Use Python for Data Cleaning and Analyzing nicotine dependence

The objective of the project was to study Nicotine Dependence. Nicotine Dependence is an addiction to tobacco products caused by the drug nicotine. At first association between smoking behaviour and Nicotine Dependence was explored. Social behaviour and depression history were then analyzed as explanatory variables. A study at Universiti Teknologi MARA Malaysia concluded that among smokers 5% have high nicotine dependence whereas 18% have moderate nicotine dependence.

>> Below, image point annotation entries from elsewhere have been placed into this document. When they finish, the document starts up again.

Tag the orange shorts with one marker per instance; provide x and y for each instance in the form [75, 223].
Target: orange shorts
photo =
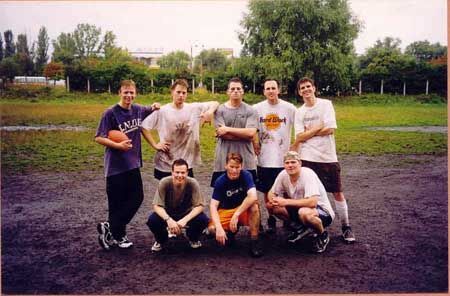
[225, 218]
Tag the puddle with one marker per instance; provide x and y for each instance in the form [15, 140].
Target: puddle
[422, 129]
[14, 128]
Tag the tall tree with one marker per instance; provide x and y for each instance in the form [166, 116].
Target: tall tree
[177, 60]
[87, 40]
[303, 37]
[64, 48]
[10, 49]
[425, 51]
[23, 57]
[41, 56]
[1, 48]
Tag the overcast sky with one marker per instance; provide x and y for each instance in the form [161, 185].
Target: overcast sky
[176, 25]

Another study by the Durham University , UK found that life events and stressful experiences are associated with nicotine dependence.

The data was taken from a survey conducted by National Epidemiologic Survey on Alcohol and Related Conditions (NESARC). Earlier National Institute on Alcohol Abuse and Alcoholism have performed landmark study on Alcohol Abuse and Alcohol Dependence using the NESARC dataset. The dataset is a representative sample of United States adult population aged over 18. Initially the data consisted of over 43000 data points.

The data was in Comma Separated Value(CSV) format. The variables used for the regression model were.

Variable Name	Description
CHECK321	the cigarette smoking status of the individual
S3AQ3B1	the usual frequency when the individual smoked cigarettes
S3AQ3C1	the usual quantity when the individual smoked
TAB12MDX	the dependent variable which represented if the respondent had a nicotine dependence in the last 12 months

The dataset contained various missing values. Python was the language used for the data cleaning and analysis purpose. At first using the pandas library in python the dataset was loaded. After loading the the data missing values of the CHECK321 variable were checked. The unknown values of the CHECK321 suggested that the cigarette smoking status of an individual is unknown and so the analysis can not be done for that individual. Hence the data points containing missing values of CHECK321 were deleted. After deleting the missing values we were left with 18000 data points. The target variable TAB12MDX took only two values ‘0’ and ‘1’. ‘1’ denoting the individual is nicotine dependent and ‘0’ denoting that the individual is not nicotine dependent.

For analysis of the data we split the data and into training and testing set. Training data was used to train our model. Since the target variable is binary we decided to use logistic regression for training the model. For splitting the data we used a python library Scikit Learn also popular as sklearn. The training test split ratio was 80:20. The cleaned data was fed to the model and the model was trained. After training the model we tested the model with the test data we had split earlier. We saw that for 58% of the times our model has correctly predicted whether a person is nicotine dependent.

As the study by the Durham University , UK found that life events and stressful experiences are also associated with nicotine dependence. We decided to introduce two new variables MAJORDEPLIFE and SOCPDLIFE to make our model more accurate.

Variable Name	Description
MAJORDEPLIFE	If the individual suffered depression or not
SOCPDLIFE	If the individual has socio-phobia or not

We again split our data into training and testing sets. The model was trained with the testing set now with two new variables. Now with the introduction of two new variables associated with the life events and stressful experience the accuracy of our model increased to 65%. For 65% of the times we predicted correctly whether a person is nicotine dependent or not by seeing is smoking behaviour and social life.
Research concludes that individual who smoke more heavily than those who don’t are more prone to be Nicotine Dependent. Individuals who have a history of Depression or are Socio-phobic are also more prone to be Nicotine Dependent than those without.Our results seems consistent with the previous findings.